As Indiana found out this week in its game against Wisconsin, you have to bring it every night in the Big Ten, or else the losses will come.
It’s easy to get up for rivalry games against Michigan or trips to historic Assembly Hall in Indiana, but it is the teams like Iowa, Northwestern and Purdue that are lying in the weeds ready to strike if you are ill-prepared.
Consistent play has been an issue for Ohio State in two ways. For one, it has lacked from game to game. The same team that shut down Michigan’s high-powered offensive attack was run over by Duke's 50 points in the second half, and got steamrolled by Illinois for 40 minutes.
There were even non-conference cupcake games that the Buckeyes seemed to lack interest in, including contests against Rhode Island and Winthrop.
The other consistency front is within games. Ohio State looked like the best team in the country in the first 10 minutes against Michigan, and then almost blew its 21-point lead down the stretch. There were also second half collapses against Duke and Kansas, two games in which the Buckeyes also led.
Thad Matta is going to have to find a way to get his team to play at a high level for 40 minutes every time out, otherwise Ohio State will be looking up at a number of teams in the Big Ten standings in March.

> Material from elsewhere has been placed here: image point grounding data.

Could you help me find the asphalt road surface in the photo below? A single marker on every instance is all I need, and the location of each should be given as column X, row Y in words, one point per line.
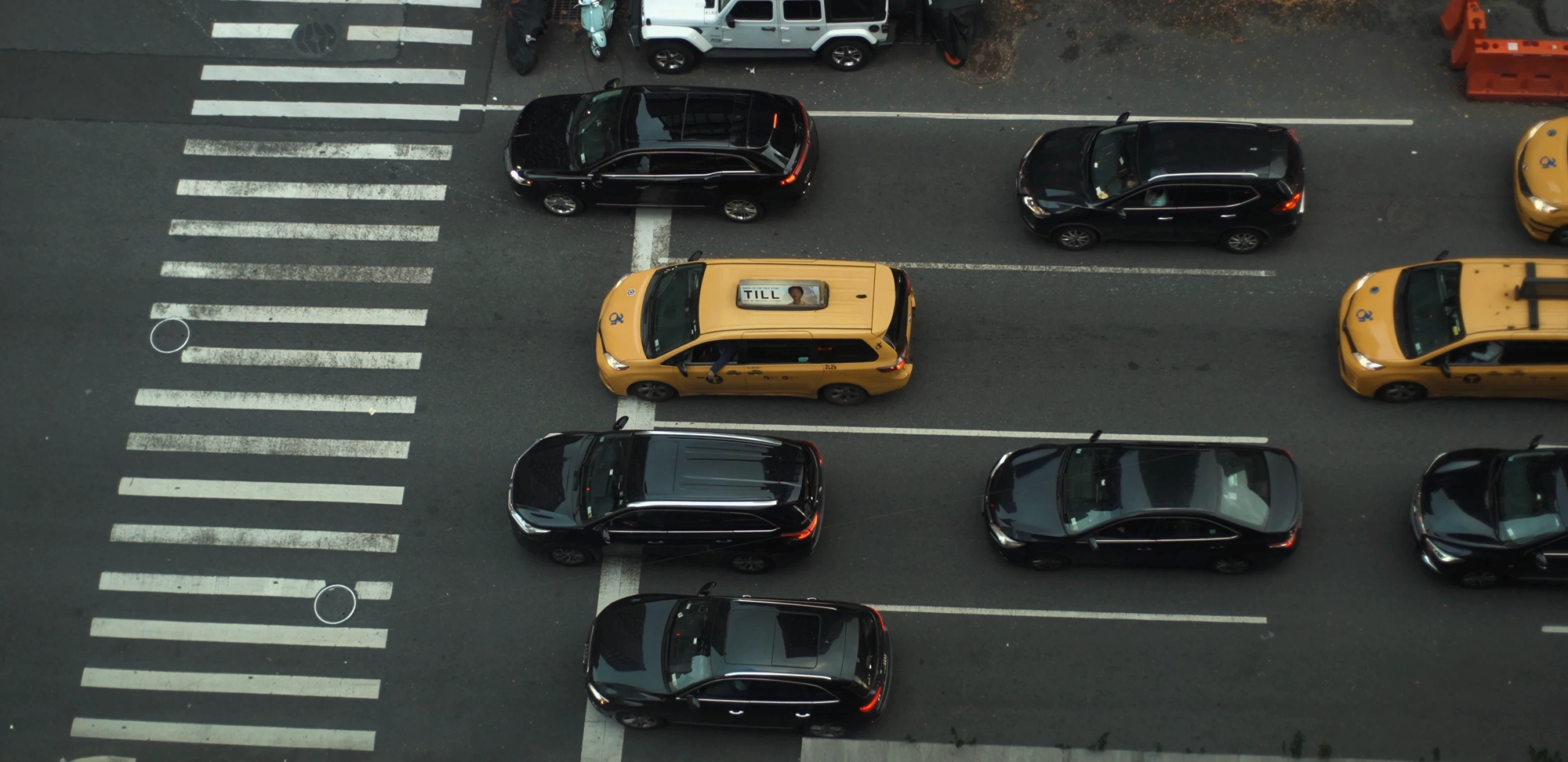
column 168, row 517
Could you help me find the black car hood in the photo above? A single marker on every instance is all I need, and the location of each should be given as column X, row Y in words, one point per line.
column 539, row 142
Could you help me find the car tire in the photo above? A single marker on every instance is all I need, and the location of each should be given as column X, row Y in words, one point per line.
column 653, row 391
column 847, row 54
column 843, row 394
column 1401, row 392
column 671, row 57
column 1075, row 237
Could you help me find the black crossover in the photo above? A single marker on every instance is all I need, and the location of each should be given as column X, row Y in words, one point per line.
column 1222, row 507
column 755, row 501
column 733, row 150
column 818, row 667
column 1482, row 517
column 1235, row 184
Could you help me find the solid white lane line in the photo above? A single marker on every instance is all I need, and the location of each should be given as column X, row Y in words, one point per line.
column 292, row 491
column 410, row 35
column 240, row 537
column 286, row 150
column 302, row 358
column 223, row 734
column 270, row 314
column 323, row 274
column 1083, row 269
column 228, row 683
column 311, row 190
column 963, row 432
column 313, row 231
column 275, row 402
column 327, row 110
column 267, row 446
column 333, row 74
column 253, row 30
column 1072, row 615
column 234, row 632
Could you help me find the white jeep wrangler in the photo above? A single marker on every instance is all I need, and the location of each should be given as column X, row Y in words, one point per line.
column 680, row 34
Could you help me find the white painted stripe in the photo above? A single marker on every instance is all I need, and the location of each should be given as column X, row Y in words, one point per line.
column 239, row 537
column 253, row 30
column 284, row 150
column 323, row 274
column 228, row 683
column 412, row 35
column 327, row 110
column 275, row 402
column 302, row 358
column 333, row 74
column 313, row 231
column 292, row 491
column 233, row 632
column 1072, row 615
column 963, row 432
column 267, row 446
column 267, row 314
column 1081, row 269
column 311, row 190
column 223, row 734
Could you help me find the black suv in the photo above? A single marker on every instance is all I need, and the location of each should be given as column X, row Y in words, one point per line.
column 733, row 150
column 819, row 667
column 1235, row 184
column 752, row 499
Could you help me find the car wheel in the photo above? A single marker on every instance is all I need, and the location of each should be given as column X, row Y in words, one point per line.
column 843, row 394
column 847, row 54
column 1076, row 237
column 742, row 209
column 562, row 205
column 1401, row 392
column 1242, row 240
column 671, row 57
column 653, row 391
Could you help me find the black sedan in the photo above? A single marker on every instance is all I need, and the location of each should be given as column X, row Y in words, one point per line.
column 818, row 667
column 1224, row 507
column 1484, row 515
column 656, row 147
column 1235, row 184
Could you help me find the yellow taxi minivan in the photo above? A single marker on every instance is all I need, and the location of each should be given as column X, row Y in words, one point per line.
column 1457, row 328
column 821, row 328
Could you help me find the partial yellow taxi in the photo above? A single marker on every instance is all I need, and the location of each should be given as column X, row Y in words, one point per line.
column 821, row 328
column 1457, row 328
column 1540, row 181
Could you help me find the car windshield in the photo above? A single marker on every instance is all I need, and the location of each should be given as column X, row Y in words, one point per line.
column 670, row 311
column 1431, row 313
column 595, row 131
column 1112, row 161
column 1533, row 493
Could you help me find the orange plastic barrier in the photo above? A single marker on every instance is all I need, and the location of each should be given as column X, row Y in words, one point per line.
column 1519, row 69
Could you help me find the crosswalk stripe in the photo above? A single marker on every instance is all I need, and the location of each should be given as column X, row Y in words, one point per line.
column 410, row 35
column 275, row 314
column 333, row 74
column 244, row 537
column 325, row 274
column 253, row 30
column 292, row 491
column 228, row 683
column 311, row 190
column 223, row 734
column 267, row 446
column 302, row 358
column 275, row 402
column 313, row 231
column 328, row 110
column 292, row 150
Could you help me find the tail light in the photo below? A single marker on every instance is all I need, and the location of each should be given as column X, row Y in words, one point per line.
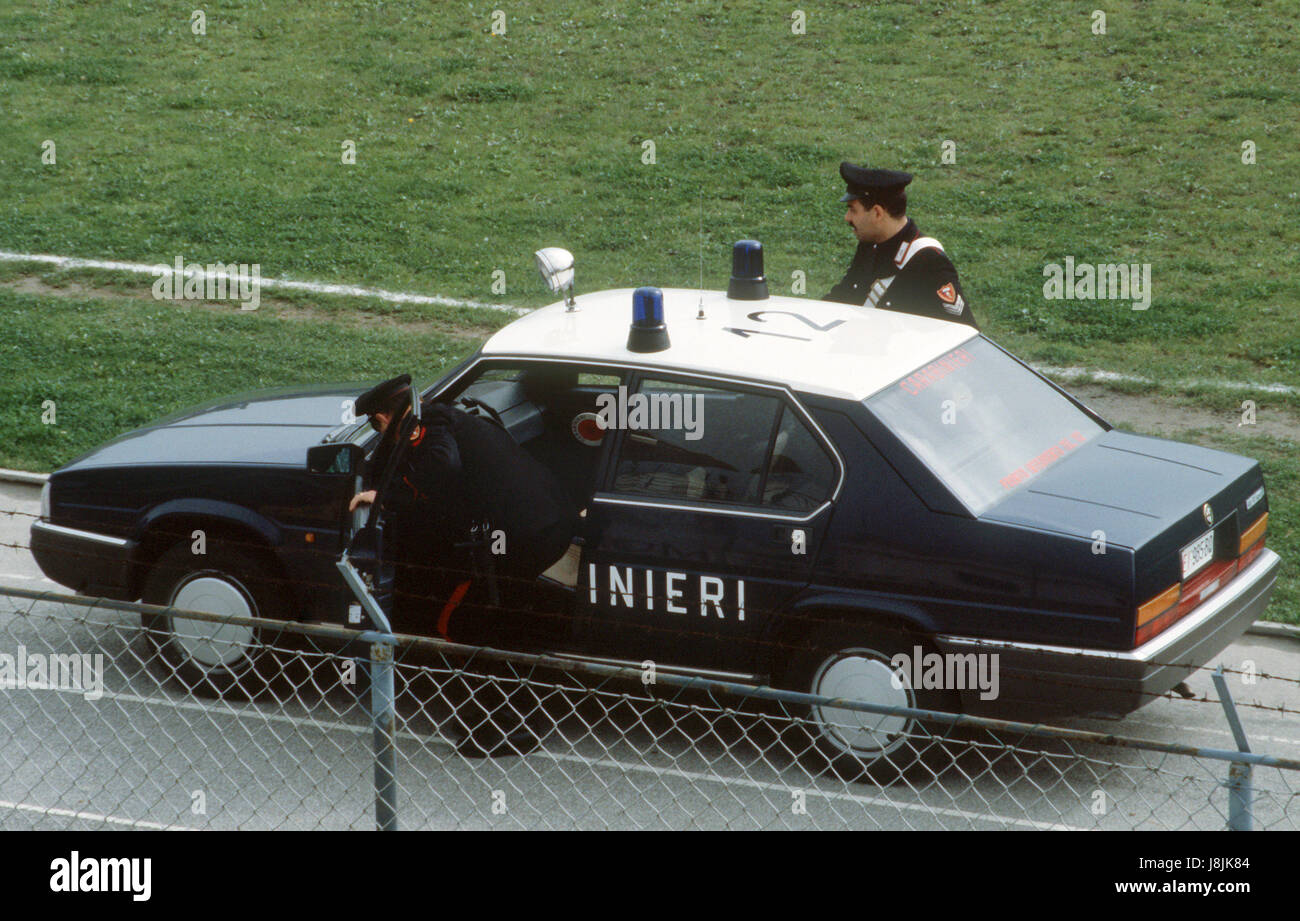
column 1181, row 599
column 1252, row 541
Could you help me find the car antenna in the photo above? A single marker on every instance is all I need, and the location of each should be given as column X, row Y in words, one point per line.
column 701, row 314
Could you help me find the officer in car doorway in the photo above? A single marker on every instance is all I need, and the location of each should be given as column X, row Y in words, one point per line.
column 460, row 474
column 895, row 267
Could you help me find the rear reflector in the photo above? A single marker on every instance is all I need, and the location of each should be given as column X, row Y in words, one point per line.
column 1252, row 535
column 1158, row 605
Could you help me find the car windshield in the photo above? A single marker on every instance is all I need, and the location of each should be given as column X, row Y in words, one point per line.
column 982, row 422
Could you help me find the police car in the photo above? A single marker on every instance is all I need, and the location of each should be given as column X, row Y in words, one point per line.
column 846, row 501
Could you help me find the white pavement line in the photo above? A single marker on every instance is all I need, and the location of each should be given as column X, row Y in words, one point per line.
column 285, row 284
column 24, row 476
column 826, row 794
column 1252, row 736
column 92, row 817
column 1097, row 376
column 590, row 762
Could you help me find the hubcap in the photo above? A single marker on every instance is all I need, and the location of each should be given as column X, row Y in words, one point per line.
column 211, row 644
column 862, row 674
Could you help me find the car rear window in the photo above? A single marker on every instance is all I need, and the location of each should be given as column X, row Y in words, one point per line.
column 982, row 422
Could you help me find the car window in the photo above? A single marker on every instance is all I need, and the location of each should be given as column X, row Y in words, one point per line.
column 982, row 422
column 692, row 442
column 800, row 474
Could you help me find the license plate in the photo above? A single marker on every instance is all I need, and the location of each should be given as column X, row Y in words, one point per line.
column 1197, row 553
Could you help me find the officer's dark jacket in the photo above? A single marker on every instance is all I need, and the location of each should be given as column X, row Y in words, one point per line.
column 927, row 285
column 462, row 468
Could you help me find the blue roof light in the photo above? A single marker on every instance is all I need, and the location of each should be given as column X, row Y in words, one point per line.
column 648, row 332
column 748, row 281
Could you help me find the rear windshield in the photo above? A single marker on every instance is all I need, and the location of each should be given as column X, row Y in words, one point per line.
column 982, row 422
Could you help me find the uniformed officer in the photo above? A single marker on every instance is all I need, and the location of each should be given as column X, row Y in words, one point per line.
column 895, row 267
column 458, row 471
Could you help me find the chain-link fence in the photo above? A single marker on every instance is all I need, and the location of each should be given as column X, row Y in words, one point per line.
column 102, row 727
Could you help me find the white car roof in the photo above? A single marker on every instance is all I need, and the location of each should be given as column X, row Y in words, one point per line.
column 836, row 350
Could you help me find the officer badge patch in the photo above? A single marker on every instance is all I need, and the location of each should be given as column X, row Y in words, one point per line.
column 953, row 302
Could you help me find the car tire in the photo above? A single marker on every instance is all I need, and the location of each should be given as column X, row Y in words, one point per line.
column 853, row 662
column 213, row 660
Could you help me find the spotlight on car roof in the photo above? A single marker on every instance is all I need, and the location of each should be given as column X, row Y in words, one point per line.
column 648, row 331
column 557, row 268
column 748, row 281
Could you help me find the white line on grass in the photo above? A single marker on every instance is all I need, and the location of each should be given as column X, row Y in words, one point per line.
column 91, row 816
column 437, row 299
column 1117, row 377
column 284, row 284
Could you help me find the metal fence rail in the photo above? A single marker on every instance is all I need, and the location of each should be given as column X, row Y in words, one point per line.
column 346, row 730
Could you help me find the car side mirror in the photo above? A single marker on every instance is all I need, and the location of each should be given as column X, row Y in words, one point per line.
column 336, row 459
column 557, row 268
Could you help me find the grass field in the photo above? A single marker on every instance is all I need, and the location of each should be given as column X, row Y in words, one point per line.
column 473, row 150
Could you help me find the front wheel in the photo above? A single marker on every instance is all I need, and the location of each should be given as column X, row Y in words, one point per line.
column 856, row 664
column 213, row 657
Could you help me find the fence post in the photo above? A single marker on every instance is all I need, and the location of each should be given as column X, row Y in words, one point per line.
column 384, row 721
column 1239, row 792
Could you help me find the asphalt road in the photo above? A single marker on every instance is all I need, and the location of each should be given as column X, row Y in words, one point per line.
column 148, row 755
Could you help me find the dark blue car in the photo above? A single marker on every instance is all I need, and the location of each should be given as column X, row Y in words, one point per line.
column 854, row 502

We knew coming into this season that somebody would have to step up outside of Deshaun Thomas to replace the lost production of Jared Sullinger and William Buford.
While Thomas has done his part in the scoring department (he leads the conference in points per game), the rest of the Buckeye crew has been inconsistent at best when it comes to putting the ball in the basket.
Don’t get me wrong, it’s not as if there has been zero production all year. Lenzelle Smith Jr. has some high scoring games under his belt, Aaron Craft carried Ohio State down the stretch at Purdue with clutch basket after clutch basket and even Ross dropped more than 20 against Northern Kentucky.
However, when the Buckeyes get in their half-court sets with the ball, things really start to bog down. For example, Michigan threw a zone at Matta’s squad in the second half, and if Thomas didn’t score the team was basically helpless.
In my opinion, the solution may be to pick up the pace and become more of a fast-break oriented team. That is how the Michigan game started, and before the Wolverines knew what hit them they were staring at a 20-point deficit (Ohio State grabbed a first-half lead against Kansas and Duke this way too).
With Craft, Shannon Scott, Sam Thompson, Ross and Smith the Buckeyes have the athletes to make this work. More scoring would almost certainly be the result.